South Carolina Woman Files Lawsuit Against State’s Six-Week Abortion Ban
By Brendan Pierson
A woman from South Carolina, alongside Planned Parenthood, has initiated a lawsuit requesting that a court interpret the state’s abortion ban as applicable after approximately nine weeks of pregnancy rather than the currently stipulated six weeks. The plaintiffs argue that the legislation’s wording, which references fetal “heartbeat,” is unclear.
In her legal action, plaintiff Taylor Shelton contends that the law’s phrasing regarding the prohibition of abortion after “cardiac activity, or the steady and repetitive rhythmic contraction of the fetal heart,” lacks clarity. It could be interpreted in one of two ways: either as the first detectable electrical activity, which is around six weeks, or as occurring after the heart’s chambers are formed, which happens after nine weeks of gestation.
South Carolina enacted this law in August 2023, joining a number of states that have implemented similar “heartbeat” legislation following the U.S. Supreme Court’s 2022 decision that permitted states to impose abortion bans. Shelton’s lawsuit marks what appears to be the first challenge targeting such a law based on its fetal heartbeat definition.
In their complaint filed against South Carolina Attorney General Alan Wilson and the state’s Board of Medical Examiners, Shelton and Planned Parenthood are seeking a ruling from a Richland County court that would clarify the law’s applicability to a gestational period of about nine weeks. They argue that South Carolina law necessitates that the court resolve the ambiguity in a manner that favors the plaintiffs.
Shelton expressed that due to the prevailing interpretation among doctors that the law pertains to six weeks, she was unable to obtain an abortion for her unwanted pregnancy in time and had to travel to neighboring North Carolina, where abortion is permitted until 12 weeks.
“The entire experience left me angry and quite frankly, traumatized,” Shelton stated. “I want everyone to understand the impact South Carolina’s abortion restrictions and unfair treatment are having on real people, and I hope my story illustrates how punitive and cruel these abortion bans truly are.”

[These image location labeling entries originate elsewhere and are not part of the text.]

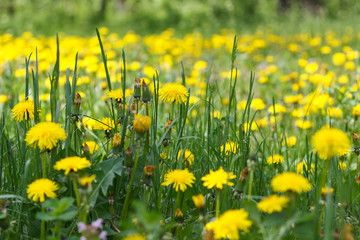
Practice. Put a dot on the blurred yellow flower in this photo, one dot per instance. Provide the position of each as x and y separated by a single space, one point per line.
40 188
275 159
180 178
273 203
45 135
228 225
173 93
199 201
24 110
330 142
218 179
288 181
229 147
72 164
338 59
301 165
290 141
141 123
188 156
90 146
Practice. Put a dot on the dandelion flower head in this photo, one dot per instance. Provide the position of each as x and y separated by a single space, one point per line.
188 156
173 92
40 188
229 147
45 135
288 181
141 123
23 110
72 164
228 225
273 203
330 142
91 146
218 179
275 159
180 178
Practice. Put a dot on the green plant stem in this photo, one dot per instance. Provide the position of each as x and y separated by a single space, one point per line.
250 183
43 165
217 211
42 236
76 192
128 192
172 111
178 193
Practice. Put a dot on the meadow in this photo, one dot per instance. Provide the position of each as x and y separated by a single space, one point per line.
228 136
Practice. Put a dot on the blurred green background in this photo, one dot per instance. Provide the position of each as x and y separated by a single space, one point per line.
81 17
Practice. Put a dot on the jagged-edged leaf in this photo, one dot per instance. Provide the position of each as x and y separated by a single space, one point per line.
109 168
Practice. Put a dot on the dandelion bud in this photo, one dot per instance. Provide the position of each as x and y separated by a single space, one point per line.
243 175
355 137
116 140
77 100
199 201
326 190
146 94
167 130
141 123
137 89
178 213
149 170
128 159
133 108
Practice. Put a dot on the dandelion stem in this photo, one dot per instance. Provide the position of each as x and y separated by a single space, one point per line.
250 183
128 192
172 111
217 211
76 192
42 236
43 163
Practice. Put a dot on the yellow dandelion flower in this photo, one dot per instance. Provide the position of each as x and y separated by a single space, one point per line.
188 156
290 141
342 166
229 147
303 124
40 188
116 140
72 164
173 92
218 179
134 237
106 124
118 94
3 98
273 203
356 110
45 135
301 165
330 142
275 159
288 181
339 59
86 180
278 109
141 123
180 178
23 110
326 190
199 201
91 146
228 225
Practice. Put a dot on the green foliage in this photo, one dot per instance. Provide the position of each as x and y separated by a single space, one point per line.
62 210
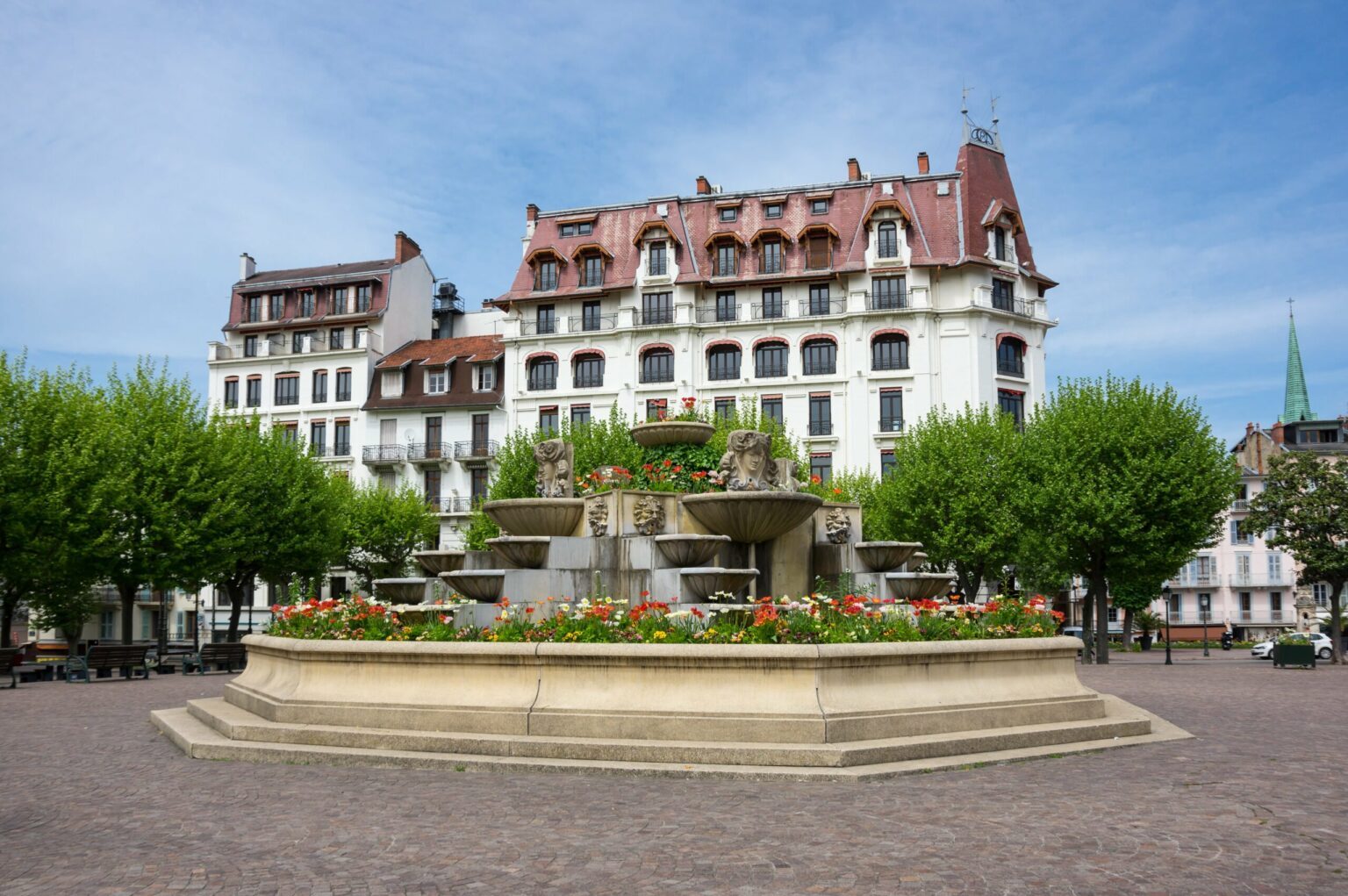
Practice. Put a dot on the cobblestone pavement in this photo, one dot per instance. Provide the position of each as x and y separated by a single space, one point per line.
95 802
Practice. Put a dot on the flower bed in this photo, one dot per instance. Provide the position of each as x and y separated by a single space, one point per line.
809 620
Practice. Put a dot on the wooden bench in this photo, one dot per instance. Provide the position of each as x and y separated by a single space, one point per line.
226 655
128 658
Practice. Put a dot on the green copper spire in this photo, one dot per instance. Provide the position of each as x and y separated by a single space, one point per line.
1295 403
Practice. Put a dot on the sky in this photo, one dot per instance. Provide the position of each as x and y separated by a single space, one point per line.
1182 168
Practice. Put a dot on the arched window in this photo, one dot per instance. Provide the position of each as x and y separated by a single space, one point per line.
658 365
890 352
1011 356
588 370
542 374
770 359
887 240
723 362
819 356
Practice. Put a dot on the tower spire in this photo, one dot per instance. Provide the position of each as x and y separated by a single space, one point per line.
1295 403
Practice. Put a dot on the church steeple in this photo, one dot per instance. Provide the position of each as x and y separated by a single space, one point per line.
1295 403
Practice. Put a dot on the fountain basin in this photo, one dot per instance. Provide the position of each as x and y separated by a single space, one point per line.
691 550
525 551
882 556
402 591
483 586
708 579
918 586
537 515
749 518
437 563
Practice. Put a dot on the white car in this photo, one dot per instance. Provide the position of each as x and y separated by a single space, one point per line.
1324 649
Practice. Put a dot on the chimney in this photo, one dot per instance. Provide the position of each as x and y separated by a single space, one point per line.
405 248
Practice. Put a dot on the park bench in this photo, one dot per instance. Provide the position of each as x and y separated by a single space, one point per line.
226 655
128 658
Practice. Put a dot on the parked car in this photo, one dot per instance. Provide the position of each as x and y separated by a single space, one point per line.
1324 649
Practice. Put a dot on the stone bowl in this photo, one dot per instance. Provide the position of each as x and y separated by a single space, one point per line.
537 515
525 551
708 579
882 556
402 591
691 550
749 518
673 433
918 586
483 586
437 563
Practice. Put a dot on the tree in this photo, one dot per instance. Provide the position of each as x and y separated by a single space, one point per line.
1305 504
276 513
952 487
1124 481
382 530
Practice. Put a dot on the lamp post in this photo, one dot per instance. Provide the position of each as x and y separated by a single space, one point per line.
1165 593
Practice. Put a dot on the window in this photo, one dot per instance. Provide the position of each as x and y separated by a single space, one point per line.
545 319
726 306
1011 357
770 359
588 372
819 356
658 365
821 415
545 276
723 362
890 352
542 374
892 410
726 261
888 294
887 240
771 306
656 261
656 307
1013 403
287 390
770 258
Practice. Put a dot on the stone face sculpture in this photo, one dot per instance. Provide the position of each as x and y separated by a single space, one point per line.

Robert Kittle, a spokesperson for Wilson, stated that they have robustly defended the law in the past and will continue to do so.
South Carolina Chief Justice Donald Beatty, the only Democrat on the state’s highest court, noted in his dissent from the court’s August ruling, which upheld the ban, that the definition of fetal heartbeat was ambiguous. The majority ruling did not address this specific concern.